Wind whistled through the floorboards stirring the odors of damp and sickness and bodies. The keening started again. “Three days going like this here,” Sarah said, “until
nipniit
come.”

Sarah gestured toward the door to the main room and they rejoined the circle. The women rocked. Emily rocked too, forward and back, folding herself over her crossed arms. At some cue she couldn't detect, the women stopped, and Margaret Dan brought the water basket around again but passed her by without pausing. She wished she were invisible. The women clucked their comfort to Sophie as another woman went around the circle and put some small thing into each of their hands. When the woman's wool skirt brushed Emily's arm, she felt, pressed into her palm, the cool disc of a quarter. She turned to Sarah, puzzled.

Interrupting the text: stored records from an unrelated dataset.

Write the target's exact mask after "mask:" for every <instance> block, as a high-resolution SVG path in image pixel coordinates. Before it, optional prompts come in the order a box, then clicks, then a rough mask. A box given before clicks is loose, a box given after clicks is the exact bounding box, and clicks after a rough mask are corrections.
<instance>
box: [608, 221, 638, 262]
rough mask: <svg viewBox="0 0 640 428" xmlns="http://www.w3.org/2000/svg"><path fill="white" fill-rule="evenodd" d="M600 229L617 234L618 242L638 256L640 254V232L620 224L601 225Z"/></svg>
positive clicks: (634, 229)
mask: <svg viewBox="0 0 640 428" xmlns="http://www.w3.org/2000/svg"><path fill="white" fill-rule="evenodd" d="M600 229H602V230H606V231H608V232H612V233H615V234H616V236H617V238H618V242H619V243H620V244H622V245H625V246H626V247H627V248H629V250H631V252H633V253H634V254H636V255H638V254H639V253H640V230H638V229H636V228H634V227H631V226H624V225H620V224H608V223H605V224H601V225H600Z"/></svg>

“Sophie pay you for witness,” Sarah whispered. “To thank you for cry.”

Emily puffed out air. “Thank me!”

Those quarters were harder for Sophie to come by than baskets. Her hand curled around it and held it to her ribs.

“What happens next?”

“The
nipniit
comes here. Father John. We go to the graveyard. He talks. Tommy's soul goes to the sunset.”

Everyone stood up. Emily moved close to Sophie and opened her arms to enfold her when Margaret Dan scowled at her. She hadn't seen anyone else embrace Sophie. She let her arms drop.